EDUCAÇÃO: REPROVADA
LYA LUFT
Há quem diga que sou otimista demais. Há quem diga que sou pessimista. Talvez eu tente apenas ser uma pessoa observadora habitante deste planeta, deste país. Uma colunista com temas repetidos, ah, sim, os que me impactam mais, os que me preocupam mais, às vezes os que me encantam particularmente. Uma das grandes preocupações de qualquer ser pensante por aqui é a educação. Fala-se muito, grita-se muito, escreve-se, haja teorias e reclamações. Ação? Muito pouca, que eu perceba. Os males foram-se acumulando de tal jeito que é difícil reorganizar o caos.
Há coisa de trinta anos, eu ainda professora universitária, recebíamos
as primeiras levas de alunos saídos de escolas enfraquecidas pelas providências
negativas: tiraram um ano de estudo da meninada, tiraram latim, tiraram
francês, foram tirando a seriedade, o trabalho: era a moda do “aprender
brincando”. Nada de esforço, punição nem pensar, portanto recompensas perderam
o sentido. Contaram-me recentemente que em muitas escolas não se deve mais
falar em “reprovação, reprovado”, pois isso pode traumatizar o aluno, marcá-lo
desfavoravelmente. Então, por que estudar, por que lutar, por que tentar?
De todos os modos facilitamos a vida dos estudantes, deixando-os cada
vez mais despreparados para a vida e o mercado de trabalho. Empresas reclamam
da dificuldade de encontrar mão de obra qualificada, médicos e advogados quase
não sabem escrever, alunos de universidades têm problemas para articular o
pensamento, para argumentar, para escrever o que pensam. São, de certa forma,
analfabetos. Aliás, o analfabetismo devasta este país. Não é alfabetizado quem
sabe assinar o nome, mas quem o sabe assinar embaixo de um texto que leu e
entendeu. Portanto, a porcentagem de alfabetizados é incrivelmente baixa.
Agora sai na imprensa um relatório alarmante. Metade das crianças
brasileiras na terceira série do elementar não sabe ler nem escrever. Não
entende para o que serve a pontuação num texto. Não sabe ler horas e minutos
num relógio, não sabe que centímetro é uma medida de comprimento.

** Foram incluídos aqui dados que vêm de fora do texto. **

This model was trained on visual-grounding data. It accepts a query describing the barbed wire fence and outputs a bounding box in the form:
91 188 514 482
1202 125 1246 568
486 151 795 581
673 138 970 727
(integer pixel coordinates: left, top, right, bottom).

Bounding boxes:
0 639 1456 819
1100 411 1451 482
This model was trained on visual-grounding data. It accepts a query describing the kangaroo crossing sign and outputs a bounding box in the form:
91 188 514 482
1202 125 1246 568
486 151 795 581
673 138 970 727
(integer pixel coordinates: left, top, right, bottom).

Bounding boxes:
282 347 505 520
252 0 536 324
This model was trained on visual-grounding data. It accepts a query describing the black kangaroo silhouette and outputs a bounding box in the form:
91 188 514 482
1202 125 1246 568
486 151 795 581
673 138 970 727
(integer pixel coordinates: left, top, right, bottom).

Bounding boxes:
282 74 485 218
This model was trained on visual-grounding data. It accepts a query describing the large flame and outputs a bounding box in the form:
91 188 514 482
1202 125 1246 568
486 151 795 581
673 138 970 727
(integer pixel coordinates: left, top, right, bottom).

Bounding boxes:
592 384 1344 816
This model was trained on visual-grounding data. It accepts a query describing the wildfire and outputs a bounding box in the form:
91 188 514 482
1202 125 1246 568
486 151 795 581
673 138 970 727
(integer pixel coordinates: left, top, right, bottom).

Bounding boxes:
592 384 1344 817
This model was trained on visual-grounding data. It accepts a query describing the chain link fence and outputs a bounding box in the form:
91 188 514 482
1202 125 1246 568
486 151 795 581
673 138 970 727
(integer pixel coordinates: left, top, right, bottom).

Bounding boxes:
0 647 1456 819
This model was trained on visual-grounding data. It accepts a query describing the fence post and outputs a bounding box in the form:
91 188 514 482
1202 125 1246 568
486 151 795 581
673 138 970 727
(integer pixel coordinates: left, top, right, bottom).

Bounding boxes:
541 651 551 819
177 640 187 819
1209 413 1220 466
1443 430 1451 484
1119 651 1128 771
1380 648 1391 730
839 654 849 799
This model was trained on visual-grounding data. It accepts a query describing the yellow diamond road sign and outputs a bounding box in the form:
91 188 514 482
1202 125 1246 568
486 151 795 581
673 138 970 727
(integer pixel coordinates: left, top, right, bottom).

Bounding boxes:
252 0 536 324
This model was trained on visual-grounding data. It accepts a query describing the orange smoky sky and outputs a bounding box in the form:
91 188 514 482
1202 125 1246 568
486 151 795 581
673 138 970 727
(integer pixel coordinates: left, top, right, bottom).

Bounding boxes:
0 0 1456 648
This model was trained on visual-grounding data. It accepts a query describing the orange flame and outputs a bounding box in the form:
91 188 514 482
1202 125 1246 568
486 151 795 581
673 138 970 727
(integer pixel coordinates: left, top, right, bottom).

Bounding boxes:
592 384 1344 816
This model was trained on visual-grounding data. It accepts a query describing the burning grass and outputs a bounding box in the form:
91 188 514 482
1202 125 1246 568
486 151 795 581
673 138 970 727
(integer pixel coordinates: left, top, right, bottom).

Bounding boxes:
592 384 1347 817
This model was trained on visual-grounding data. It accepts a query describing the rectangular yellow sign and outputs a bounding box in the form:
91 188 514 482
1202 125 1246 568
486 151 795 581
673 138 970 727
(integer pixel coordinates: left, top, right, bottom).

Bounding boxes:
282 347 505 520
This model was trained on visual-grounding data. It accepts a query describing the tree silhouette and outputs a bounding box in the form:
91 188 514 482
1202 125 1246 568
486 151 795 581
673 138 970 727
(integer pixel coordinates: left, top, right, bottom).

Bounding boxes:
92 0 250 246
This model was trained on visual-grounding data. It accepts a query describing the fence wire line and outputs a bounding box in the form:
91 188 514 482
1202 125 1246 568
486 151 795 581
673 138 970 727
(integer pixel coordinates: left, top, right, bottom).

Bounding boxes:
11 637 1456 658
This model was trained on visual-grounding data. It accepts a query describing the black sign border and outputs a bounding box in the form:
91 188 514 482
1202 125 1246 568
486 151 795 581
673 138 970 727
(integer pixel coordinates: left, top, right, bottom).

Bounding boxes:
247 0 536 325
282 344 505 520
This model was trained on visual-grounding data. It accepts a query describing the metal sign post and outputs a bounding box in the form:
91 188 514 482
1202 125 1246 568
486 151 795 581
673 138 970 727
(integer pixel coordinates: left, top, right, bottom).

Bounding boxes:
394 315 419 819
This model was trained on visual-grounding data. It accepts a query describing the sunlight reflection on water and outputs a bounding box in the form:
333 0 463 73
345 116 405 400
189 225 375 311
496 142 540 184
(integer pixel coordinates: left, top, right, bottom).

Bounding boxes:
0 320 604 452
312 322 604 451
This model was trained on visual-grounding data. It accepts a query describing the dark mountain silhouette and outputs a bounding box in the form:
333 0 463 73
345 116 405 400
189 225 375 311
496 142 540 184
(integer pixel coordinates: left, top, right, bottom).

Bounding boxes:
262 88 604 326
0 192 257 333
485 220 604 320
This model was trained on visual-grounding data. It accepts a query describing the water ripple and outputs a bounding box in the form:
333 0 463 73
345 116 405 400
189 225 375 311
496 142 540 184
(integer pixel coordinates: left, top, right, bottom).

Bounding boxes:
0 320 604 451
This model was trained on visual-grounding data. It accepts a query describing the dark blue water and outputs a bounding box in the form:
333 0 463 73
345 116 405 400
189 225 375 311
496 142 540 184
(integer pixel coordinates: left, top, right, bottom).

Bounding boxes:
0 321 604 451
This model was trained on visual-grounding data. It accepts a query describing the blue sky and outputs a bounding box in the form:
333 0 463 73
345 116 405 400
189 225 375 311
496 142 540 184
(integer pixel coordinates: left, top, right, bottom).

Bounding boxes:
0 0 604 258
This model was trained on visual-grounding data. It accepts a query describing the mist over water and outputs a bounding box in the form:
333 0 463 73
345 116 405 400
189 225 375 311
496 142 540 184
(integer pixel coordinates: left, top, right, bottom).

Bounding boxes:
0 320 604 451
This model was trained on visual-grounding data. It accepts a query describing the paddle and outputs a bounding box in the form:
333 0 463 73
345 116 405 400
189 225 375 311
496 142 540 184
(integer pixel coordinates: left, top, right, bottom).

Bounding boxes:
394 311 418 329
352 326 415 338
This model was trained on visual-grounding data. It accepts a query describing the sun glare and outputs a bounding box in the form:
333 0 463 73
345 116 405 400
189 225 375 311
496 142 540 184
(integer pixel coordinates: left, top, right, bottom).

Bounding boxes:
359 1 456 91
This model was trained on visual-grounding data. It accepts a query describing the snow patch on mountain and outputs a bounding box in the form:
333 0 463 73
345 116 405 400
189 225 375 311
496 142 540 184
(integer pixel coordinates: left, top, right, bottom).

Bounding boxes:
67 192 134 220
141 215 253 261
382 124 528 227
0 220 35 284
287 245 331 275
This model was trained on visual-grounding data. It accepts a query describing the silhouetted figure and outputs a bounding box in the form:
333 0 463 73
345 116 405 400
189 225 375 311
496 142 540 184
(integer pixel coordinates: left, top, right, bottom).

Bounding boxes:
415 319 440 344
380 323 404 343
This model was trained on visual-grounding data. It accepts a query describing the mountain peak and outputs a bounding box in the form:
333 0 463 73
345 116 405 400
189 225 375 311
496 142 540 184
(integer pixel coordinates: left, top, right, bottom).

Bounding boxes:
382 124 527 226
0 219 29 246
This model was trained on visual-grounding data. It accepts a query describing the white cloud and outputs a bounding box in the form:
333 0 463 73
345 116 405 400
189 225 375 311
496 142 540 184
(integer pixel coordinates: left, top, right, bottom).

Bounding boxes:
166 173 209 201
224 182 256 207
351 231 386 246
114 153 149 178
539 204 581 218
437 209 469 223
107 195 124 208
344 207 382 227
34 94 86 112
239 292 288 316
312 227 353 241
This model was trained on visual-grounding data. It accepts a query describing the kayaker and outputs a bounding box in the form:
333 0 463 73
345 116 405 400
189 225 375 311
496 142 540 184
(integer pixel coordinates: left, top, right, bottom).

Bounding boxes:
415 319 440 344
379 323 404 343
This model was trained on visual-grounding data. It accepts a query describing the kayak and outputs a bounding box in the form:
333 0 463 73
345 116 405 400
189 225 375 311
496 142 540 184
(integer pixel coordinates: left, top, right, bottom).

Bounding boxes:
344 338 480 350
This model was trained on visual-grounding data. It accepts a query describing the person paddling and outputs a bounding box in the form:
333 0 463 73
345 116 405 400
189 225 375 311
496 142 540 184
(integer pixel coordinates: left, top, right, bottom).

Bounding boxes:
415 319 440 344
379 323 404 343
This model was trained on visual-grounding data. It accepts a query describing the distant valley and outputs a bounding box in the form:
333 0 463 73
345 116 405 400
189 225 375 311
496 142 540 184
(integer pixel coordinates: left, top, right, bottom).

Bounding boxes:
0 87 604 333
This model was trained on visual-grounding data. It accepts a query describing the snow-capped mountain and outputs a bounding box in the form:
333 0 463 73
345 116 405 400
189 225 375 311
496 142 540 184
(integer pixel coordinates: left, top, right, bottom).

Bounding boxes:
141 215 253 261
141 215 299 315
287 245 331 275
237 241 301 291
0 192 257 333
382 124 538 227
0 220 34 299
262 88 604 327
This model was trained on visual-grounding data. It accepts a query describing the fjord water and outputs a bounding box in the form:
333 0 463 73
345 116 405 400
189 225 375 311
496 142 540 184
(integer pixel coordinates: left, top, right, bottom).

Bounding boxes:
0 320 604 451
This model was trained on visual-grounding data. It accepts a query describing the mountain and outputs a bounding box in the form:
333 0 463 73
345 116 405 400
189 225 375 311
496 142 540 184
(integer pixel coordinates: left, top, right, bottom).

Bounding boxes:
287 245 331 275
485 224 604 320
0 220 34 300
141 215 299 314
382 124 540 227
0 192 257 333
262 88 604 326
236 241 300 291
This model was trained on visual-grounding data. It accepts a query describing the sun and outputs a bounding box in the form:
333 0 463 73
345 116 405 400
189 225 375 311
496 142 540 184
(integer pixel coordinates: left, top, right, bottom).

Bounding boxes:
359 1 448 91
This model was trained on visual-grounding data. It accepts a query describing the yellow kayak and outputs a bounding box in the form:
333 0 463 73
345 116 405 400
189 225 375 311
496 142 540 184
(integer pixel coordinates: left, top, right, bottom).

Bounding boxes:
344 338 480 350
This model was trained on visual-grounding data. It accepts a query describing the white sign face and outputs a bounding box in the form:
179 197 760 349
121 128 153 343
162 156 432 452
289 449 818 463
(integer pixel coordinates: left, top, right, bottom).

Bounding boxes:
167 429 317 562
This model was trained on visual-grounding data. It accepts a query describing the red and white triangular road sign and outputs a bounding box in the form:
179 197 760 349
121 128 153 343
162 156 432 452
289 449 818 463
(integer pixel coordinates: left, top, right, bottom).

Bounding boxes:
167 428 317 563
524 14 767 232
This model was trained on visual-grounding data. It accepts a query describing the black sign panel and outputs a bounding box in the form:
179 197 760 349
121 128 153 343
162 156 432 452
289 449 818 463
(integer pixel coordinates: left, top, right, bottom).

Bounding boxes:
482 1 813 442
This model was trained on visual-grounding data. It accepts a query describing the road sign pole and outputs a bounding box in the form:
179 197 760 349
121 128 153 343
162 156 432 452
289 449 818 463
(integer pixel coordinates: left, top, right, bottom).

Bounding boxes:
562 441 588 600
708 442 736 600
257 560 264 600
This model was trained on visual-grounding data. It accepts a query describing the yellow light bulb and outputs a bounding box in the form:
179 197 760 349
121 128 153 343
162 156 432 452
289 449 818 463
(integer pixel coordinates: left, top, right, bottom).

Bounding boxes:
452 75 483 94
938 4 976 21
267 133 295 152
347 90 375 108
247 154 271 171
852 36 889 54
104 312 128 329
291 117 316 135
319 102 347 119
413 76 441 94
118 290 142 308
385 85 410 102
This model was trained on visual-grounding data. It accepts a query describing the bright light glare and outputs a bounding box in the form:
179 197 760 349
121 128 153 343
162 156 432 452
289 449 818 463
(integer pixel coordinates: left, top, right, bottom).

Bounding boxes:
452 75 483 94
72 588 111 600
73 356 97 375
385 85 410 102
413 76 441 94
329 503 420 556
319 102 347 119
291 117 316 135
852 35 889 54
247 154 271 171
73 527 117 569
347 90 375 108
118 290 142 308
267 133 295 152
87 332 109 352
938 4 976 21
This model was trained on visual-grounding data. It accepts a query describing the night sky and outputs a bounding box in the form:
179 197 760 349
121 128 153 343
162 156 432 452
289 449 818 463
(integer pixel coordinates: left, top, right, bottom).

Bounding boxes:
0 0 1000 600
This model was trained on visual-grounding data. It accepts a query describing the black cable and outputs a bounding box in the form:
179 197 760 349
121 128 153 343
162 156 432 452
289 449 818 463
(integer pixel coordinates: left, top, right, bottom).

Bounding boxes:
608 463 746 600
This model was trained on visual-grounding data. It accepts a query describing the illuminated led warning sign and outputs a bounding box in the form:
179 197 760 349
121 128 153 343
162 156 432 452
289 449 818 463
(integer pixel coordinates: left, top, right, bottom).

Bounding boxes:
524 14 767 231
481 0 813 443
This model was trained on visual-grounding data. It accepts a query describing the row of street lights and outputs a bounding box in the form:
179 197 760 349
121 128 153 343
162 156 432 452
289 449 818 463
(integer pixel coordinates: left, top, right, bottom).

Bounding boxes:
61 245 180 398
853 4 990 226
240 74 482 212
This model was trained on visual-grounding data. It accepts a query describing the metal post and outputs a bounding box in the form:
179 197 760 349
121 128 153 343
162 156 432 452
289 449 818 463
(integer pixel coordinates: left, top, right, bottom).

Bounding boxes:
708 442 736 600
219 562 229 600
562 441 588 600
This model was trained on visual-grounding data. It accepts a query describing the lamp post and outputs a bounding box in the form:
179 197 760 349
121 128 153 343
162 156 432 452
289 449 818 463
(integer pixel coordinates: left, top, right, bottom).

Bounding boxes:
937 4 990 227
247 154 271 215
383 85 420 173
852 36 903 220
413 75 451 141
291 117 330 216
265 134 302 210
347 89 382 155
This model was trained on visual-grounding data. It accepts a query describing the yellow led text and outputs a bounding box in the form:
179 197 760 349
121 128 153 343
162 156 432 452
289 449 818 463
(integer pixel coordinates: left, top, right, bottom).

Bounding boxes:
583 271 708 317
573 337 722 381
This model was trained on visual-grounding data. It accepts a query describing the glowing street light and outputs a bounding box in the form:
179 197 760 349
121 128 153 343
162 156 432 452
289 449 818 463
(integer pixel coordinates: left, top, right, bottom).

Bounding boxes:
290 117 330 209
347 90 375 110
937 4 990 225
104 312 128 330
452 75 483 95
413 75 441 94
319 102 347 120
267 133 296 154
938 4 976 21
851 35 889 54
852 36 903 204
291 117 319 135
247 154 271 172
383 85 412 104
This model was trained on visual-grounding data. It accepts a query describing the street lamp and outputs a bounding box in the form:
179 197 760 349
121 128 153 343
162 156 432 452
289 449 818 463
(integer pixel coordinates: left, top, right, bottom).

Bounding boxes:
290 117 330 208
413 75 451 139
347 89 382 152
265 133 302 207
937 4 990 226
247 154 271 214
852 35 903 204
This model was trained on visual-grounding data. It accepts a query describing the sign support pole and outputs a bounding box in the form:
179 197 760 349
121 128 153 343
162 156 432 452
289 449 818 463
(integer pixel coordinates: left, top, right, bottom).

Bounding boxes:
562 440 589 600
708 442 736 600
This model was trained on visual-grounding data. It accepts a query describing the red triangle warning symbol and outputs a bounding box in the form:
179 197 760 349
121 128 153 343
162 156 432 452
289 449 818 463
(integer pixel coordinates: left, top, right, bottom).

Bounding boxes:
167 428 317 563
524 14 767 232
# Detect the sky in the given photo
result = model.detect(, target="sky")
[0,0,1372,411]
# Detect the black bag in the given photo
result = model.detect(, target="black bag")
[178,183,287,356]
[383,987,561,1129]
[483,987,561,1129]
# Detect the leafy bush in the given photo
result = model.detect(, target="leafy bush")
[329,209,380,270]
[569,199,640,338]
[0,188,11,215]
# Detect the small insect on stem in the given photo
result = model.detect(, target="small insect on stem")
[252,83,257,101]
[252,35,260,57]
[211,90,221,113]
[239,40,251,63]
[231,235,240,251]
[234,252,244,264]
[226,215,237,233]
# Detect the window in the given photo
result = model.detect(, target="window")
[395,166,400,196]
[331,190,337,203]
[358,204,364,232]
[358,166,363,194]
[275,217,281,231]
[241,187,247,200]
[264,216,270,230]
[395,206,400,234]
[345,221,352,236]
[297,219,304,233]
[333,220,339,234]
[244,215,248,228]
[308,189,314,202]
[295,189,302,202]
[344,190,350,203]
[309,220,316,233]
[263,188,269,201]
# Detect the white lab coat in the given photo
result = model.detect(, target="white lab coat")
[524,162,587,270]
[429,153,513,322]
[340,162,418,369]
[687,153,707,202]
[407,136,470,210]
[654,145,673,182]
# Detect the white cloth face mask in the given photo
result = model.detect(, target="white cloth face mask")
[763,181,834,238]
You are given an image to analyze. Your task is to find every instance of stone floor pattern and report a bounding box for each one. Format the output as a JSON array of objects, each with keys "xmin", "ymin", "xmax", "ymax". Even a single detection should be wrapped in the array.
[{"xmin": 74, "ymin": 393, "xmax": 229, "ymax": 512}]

Quase a
metade dos mais adiantados escreve mal, lê mal, quase 60% têm dificuldades
graves com números. Grande contingente de jovens chega às universidades sem
saber redigir um texto simples, pois não sabem pensar, muito menos expressar-se
por escrito. Parafraseando um especialista, estamos produzindo estudantes
analfabetos.
Naturalmente, a boa ou razoável escolarização é muito maior em escolas
particulares: professores menos mal pagos, instalações melhores, algum livro na
biblioteca, crianças mais bem alimentadas e saudáveis – pois o estado não
cumpre o seu papel de garantir a todo cidadão (especialmente a criança) a
necessária condição de saúde, moradia e alimentação.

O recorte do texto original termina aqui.